"By far the biggest thing that keeps me here is the people. I have a great work family and we support each other through thick and thin."David Mitchell, 30 years of service
Earlier this year, Income Officer David Mitchell accomplished a huge milestone as he celebrated 30 years of continuous service working with the same social housing stock in Chichester. David’s rare achievement has given him a wealth of experience and, as expected, he doesn’t require sat nav to get around Chichester.
Starting out as a rent collector in the late 80s, David has had seven different job roles with the same housing stock, including Housing Officer and Resident Services Officer. “My time working in Chichester housing started pre-Hyde,” explained David, “back then the houses were part of Chichester council. It was my job to actually go around and talk to residents and explain the benefits of joining a Housing Association.”
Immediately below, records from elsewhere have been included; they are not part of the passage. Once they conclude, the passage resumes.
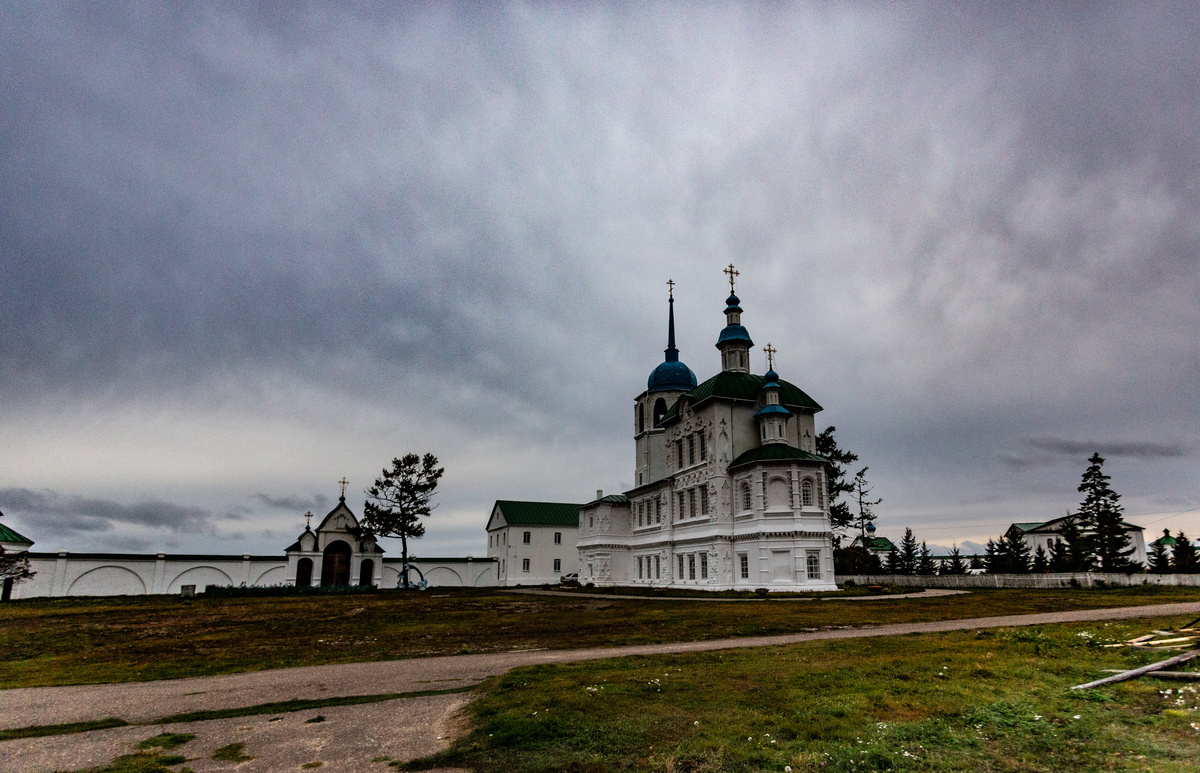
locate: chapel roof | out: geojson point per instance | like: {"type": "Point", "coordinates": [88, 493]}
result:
{"type": "Point", "coordinates": [10, 535]}
{"type": "Point", "coordinates": [539, 513]}
{"type": "Point", "coordinates": [733, 385]}
{"type": "Point", "coordinates": [774, 451]}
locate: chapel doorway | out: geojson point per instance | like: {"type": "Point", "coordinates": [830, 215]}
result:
{"type": "Point", "coordinates": [335, 569]}
{"type": "Point", "coordinates": [304, 573]}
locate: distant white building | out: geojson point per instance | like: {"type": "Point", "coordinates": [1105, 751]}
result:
{"type": "Point", "coordinates": [1042, 533]}
{"type": "Point", "coordinates": [329, 556]}
{"type": "Point", "coordinates": [533, 541]}
{"type": "Point", "coordinates": [729, 490]}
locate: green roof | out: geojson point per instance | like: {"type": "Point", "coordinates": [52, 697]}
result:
{"type": "Point", "coordinates": [730, 385]}
{"type": "Point", "coordinates": [774, 451]}
{"type": "Point", "coordinates": [539, 513]}
{"type": "Point", "coordinates": [9, 535]}
{"type": "Point", "coordinates": [880, 543]}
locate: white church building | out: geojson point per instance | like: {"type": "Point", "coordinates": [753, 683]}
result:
{"type": "Point", "coordinates": [730, 492]}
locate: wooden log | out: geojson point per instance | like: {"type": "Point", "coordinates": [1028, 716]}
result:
{"type": "Point", "coordinates": [1137, 672]}
{"type": "Point", "coordinates": [1180, 676]}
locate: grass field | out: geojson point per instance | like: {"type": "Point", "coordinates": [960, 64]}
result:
{"type": "Point", "coordinates": [75, 641]}
{"type": "Point", "coordinates": [983, 701]}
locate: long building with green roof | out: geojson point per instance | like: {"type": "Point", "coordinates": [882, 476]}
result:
{"type": "Point", "coordinates": [729, 490]}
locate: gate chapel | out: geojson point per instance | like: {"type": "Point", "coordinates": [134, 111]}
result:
{"type": "Point", "coordinates": [729, 490]}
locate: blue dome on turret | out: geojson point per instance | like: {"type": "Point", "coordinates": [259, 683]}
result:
{"type": "Point", "coordinates": [671, 375]}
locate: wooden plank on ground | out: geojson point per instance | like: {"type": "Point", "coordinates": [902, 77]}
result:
{"type": "Point", "coordinates": [1137, 672]}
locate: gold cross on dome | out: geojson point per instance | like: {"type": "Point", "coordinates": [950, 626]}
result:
{"type": "Point", "coordinates": [733, 274]}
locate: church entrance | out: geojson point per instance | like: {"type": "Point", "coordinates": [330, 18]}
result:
{"type": "Point", "coordinates": [335, 569]}
{"type": "Point", "coordinates": [304, 573]}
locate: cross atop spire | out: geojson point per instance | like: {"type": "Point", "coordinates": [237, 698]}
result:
{"type": "Point", "coordinates": [771, 357]}
{"type": "Point", "coordinates": [732, 274]}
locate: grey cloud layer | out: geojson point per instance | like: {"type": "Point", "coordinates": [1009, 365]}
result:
{"type": "Point", "coordinates": [54, 511]}
{"type": "Point", "coordinates": [961, 226]}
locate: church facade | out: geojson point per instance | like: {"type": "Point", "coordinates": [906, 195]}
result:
{"type": "Point", "coordinates": [729, 492]}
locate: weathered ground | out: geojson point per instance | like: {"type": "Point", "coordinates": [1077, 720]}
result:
{"type": "Point", "coordinates": [399, 729]}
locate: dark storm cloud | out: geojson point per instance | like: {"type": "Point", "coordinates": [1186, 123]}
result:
{"type": "Point", "coordinates": [295, 503]}
{"type": "Point", "coordinates": [1049, 449]}
{"type": "Point", "coordinates": [52, 511]}
{"type": "Point", "coordinates": [961, 225]}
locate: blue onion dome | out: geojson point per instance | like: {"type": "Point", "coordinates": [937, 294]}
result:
{"type": "Point", "coordinates": [735, 333]}
{"type": "Point", "coordinates": [671, 375]}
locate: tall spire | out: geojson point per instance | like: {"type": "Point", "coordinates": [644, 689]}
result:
{"type": "Point", "coordinates": [672, 354]}
{"type": "Point", "coordinates": [733, 342]}
{"type": "Point", "coordinates": [671, 373]}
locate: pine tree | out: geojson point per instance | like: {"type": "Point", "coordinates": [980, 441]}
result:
{"type": "Point", "coordinates": [1077, 546]}
{"type": "Point", "coordinates": [1041, 561]}
{"type": "Point", "coordinates": [1102, 510]}
{"type": "Point", "coordinates": [1185, 555]}
{"type": "Point", "coordinates": [925, 564]}
{"type": "Point", "coordinates": [994, 559]}
{"type": "Point", "coordinates": [861, 490]}
{"type": "Point", "coordinates": [892, 563]}
{"type": "Point", "coordinates": [1017, 553]}
{"type": "Point", "coordinates": [954, 565]}
{"type": "Point", "coordinates": [1161, 556]}
{"type": "Point", "coordinates": [910, 555]}
{"type": "Point", "coordinates": [840, 517]}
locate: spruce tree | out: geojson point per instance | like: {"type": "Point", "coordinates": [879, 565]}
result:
{"type": "Point", "coordinates": [1185, 555]}
{"type": "Point", "coordinates": [954, 565]}
{"type": "Point", "coordinates": [1101, 511]}
{"type": "Point", "coordinates": [1017, 553]}
{"type": "Point", "coordinates": [925, 564]}
{"type": "Point", "coordinates": [994, 559]}
{"type": "Point", "coordinates": [840, 517]}
{"type": "Point", "coordinates": [1041, 561]}
{"type": "Point", "coordinates": [1077, 546]}
{"type": "Point", "coordinates": [910, 555]}
{"type": "Point", "coordinates": [1161, 555]}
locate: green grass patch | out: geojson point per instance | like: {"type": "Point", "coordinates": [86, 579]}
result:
{"type": "Point", "coordinates": [232, 753]}
{"type": "Point", "coordinates": [130, 639]}
{"type": "Point", "coordinates": [988, 701]}
{"type": "Point", "coordinates": [167, 741]}
{"type": "Point", "coordinates": [37, 731]}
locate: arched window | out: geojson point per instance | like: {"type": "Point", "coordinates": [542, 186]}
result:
{"type": "Point", "coordinates": [778, 495]}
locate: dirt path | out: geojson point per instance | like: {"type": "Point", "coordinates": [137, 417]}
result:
{"type": "Point", "coordinates": [149, 700]}
{"type": "Point", "coordinates": [929, 593]}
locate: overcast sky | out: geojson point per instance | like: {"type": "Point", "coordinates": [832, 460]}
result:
{"type": "Point", "coordinates": [249, 250]}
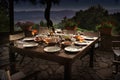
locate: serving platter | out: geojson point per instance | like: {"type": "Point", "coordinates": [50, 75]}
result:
{"type": "Point", "coordinates": [52, 49]}
{"type": "Point", "coordinates": [80, 43]}
{"type": "Point", "coordinates": [29, 44]}
{"type": "Point", "coordinates": [72, 49]}
{"type": "Point", "coordinates": [28, 39]}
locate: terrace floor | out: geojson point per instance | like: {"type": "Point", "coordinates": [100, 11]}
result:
{"type": "Point", "coordinates": [102, 69]}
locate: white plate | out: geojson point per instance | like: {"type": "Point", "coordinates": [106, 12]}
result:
{"type": "Point", "coordinates": [30, 44]}
{"type": "Point", "coordinates": [81, 43]}
{"type": "Point", "coordinates": [28, 39]}
{"type": "Point", "coordinates": [89, 38]}
{"type": "Point", "coordinates": [52, 49]}
{"type": "Point", "coordinates": [72, 49]}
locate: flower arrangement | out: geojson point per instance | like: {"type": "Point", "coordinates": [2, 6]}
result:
{"type": "Point", "coordinates": [104, 25]}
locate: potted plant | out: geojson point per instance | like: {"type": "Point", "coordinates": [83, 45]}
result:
{"type": "Point", "coordinates": [105, 28]}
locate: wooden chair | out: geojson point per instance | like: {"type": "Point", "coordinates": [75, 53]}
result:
{"type": "Point", "coordinates": [116, 51]}
{"type": "Point", "coordinates": [5, 75]}
{"type": "Point", "coordinates": [14, 38]}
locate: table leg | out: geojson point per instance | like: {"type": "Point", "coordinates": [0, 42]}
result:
{"type": "Point", "coordinates": [91, 53]}
{"type": "Point", "coordinates": [67, 71]}
{"type": "Point", "coordinates": [12, 61]}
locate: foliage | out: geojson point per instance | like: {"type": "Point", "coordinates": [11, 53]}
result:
{"type": "Point", "coordinates": [68, 23]}
{"type": "Point", "coordinates": [4, 18]}
{"type": "Point", "coordinates": [90, 17]}
{"type": "Point", "coordinates": [25, 26]}
{"type": "Point", "coordinates": [43, 24]}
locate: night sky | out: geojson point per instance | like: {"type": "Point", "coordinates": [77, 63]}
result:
{"type": "Point", "coordinates": [70, 5]}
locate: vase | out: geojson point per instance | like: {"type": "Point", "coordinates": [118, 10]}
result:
{"type": "Point", "coordinates": [28, 33]}
{"type": "Point", "coordinates": [71, 28]}
{"type": "Point", "coordinates": [105, 31]}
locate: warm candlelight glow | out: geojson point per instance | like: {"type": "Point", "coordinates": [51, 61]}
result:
{"type": "Point", "coordinates": [34, 32]}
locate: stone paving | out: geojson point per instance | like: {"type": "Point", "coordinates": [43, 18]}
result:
{"type": "Point", "coordinates": [102, 69]}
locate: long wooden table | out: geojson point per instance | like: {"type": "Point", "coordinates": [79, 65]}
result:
{"type": "Point", "coordinates": [62, 57]}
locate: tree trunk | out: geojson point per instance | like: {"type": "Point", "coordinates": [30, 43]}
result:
{"type": "Point", "coordinates": [47, 15]}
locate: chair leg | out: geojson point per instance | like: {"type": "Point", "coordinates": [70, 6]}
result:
{"type": "Point", "coordinates": [116, 69]}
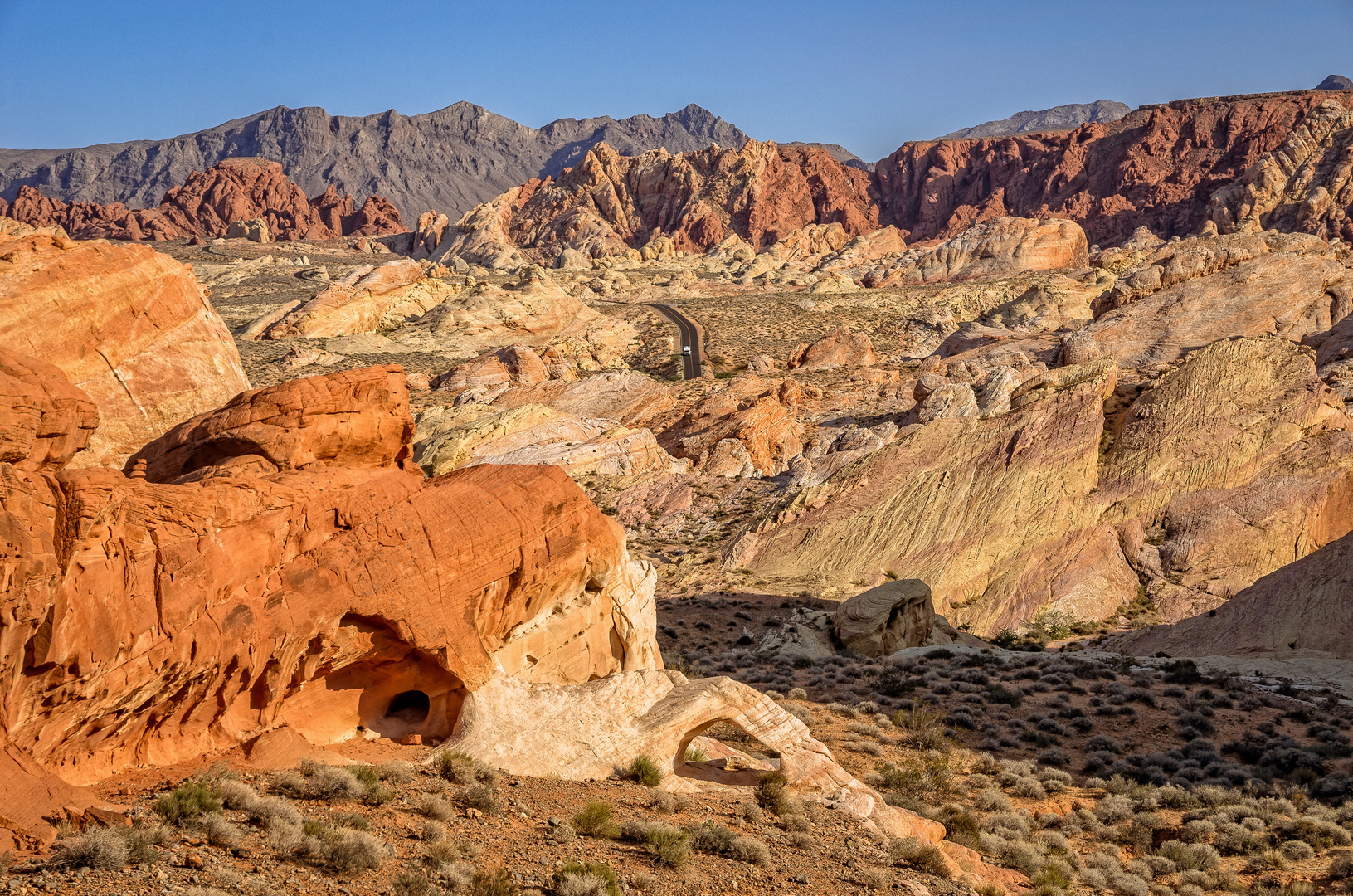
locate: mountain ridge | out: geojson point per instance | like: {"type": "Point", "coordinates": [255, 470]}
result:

Throughout the past three decades, one day particularly stands out for David – the day he helped an elderly resident in dire need. The resident wasn’t able to care for herself properly and David discovered her living in squalid conditions. David was able to help get the resident into the sheltered accommodation she so desperately needed. “There are days you do make a real difference,” said David. “Hitting targets is great, but when you go above that, whether that’s helping a resident or a colleague, or finding a better way of working, then that’s when you get a real sense of why we do what we do.”
In 2007 the Chichester housing stock joined the Hyde Group from Martlet Homes. “Since we’ve been with Hyde I’ve been able to work with different offices and learn new and better ways of working,” commented David. “By far the biggest thing that keeps me here is the people. I have a great work family and we support each other through thick and thin.”
David’s advice to those looking to start a career in the housing sector is to look into apprenticeships and work experience placements. “I sit next to an apprentice and can really see the benefits of studying and working. It gives you lots of experience and the chance to see if it’s the job for you.”
So, will David last another 10 years and make it to 40? “I have plans to retire in 2026 so I won’t make it to 40 years, but I’ve still got a while left and much more to give!” said David.